Critics claim the firms are using audit as a “loss-leader” to secure more lucrative consultancy work from their clients. However, this belies the myriad reasons why executing audits has become increasingly complex and fraught with risk.
“The select committee data exposed that budget write-offs are happening on a very large portion of engagements, and ultimately it means firms are not making the margins they are expected to make,” said Andrew Bone, chief executive and co-founder of intelligent planning software company Airts.
“When engagements are planned so far ahead, inevitably they are not going to be exactly right. The crux is most firms, large or small, are essentially relying on a spreadsheet that can be a year out of date.”

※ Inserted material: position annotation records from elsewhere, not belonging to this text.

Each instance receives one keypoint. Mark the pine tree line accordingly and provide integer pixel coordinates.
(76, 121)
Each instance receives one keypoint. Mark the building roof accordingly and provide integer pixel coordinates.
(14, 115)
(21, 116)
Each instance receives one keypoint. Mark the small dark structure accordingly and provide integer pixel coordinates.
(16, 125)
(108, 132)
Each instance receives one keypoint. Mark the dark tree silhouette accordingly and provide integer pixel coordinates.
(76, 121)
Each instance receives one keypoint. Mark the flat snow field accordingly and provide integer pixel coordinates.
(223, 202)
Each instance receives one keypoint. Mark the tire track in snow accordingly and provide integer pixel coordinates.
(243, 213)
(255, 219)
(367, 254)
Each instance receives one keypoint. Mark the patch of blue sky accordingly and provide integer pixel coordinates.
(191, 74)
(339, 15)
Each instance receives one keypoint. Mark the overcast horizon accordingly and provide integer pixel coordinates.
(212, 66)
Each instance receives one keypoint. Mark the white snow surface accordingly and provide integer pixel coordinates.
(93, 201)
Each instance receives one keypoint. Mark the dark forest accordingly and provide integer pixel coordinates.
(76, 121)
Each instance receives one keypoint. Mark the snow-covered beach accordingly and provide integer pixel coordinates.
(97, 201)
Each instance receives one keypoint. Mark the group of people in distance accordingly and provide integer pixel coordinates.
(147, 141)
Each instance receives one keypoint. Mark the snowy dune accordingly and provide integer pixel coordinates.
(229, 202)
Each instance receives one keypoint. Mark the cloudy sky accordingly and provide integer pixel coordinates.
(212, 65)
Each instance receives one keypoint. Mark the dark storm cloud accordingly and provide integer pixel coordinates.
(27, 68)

It is a known problem, one that the industry is embarrassed to talk about publicly, rather than a potential issue that can crop up unexpectedly.
“Budgets are created well ahead of time; nothing may happen for six, or even 12 months before the work eventually starts, and this is where the problems begin,” said Bone.
“The manager will be reviewing if everything is on track, and it’s such a manual, laborious job, which is essentially spreadsheet jockeying, that it presents a fairly imperfect view of the predicted end position of an engagement.”
As accounting experts told the business committee, a budget is an ‘ideal world’ scenario easily blown out, especially on larger engagements where perhaps the first identified member of staff may not be available.
The human element also plays a major factor, as sandbagging over requests for staffing or materials may occur when an auditor thinks they will be delivered less than their request. Every auditor working today will have underestimated how long a project will take at least once in their career. Planning fallacy and over-optimism are entirely natural in a ‘best-case scenario’; to get the work signed off there is pressure to make it look like a good job.
Aside from the financial impact, there is an often overlooked human element of budget overruns, where auditors take on additional work and put a strain on their own work/life balance. It can impact productivity, and can even push away staff who are subject to last-minute reassignments. The quality of the audit itself can suffer, and the knock-on effect can be lowered standards across the sector.
“There is more we could do, more the sector could do, to learn from the past,” said Bone. “There is a tendency to forget what happened last year, and think it will be different next time we plan, and it’s probably not.”
The future of intelligent planning
If the problem is one borne of manual processes, new technological advances that use automation in planning may offer the solution.
Whatever budgeting or forecasting system an organisation uses, if it is laborious and time-consuming for humans to monitor then mistakes will invariably occur. Intelligent systems that capture an engagement budget outright will rid the sector of its addiction to spreadsheets.
Real-time, live views of the engagement progress are a critical advancement in planning technology, creating systems that can provide an instant snapshot of a project and stop the kinds of problems that emerge “last minute”.
Intelligent controls are also capable of transforming other aspects of budget sign off, giving notifications and other nudges when something is going off track, adding flexibility and breathing room in the approval process.
“Automation helps by having your future schedule planned out, so you are not firefighting,” said Bone. “And because you have that planned out, you have much better visibility if you are running over budget.”
The journey to automation in audit may seem a steep climb for some firms at first, but, with better margins, improved reputations for accuracy, and happier clients as clear outcomes during a time of heightened scrutiny for the accounting sector, there has never been a more pressing time to make that first step.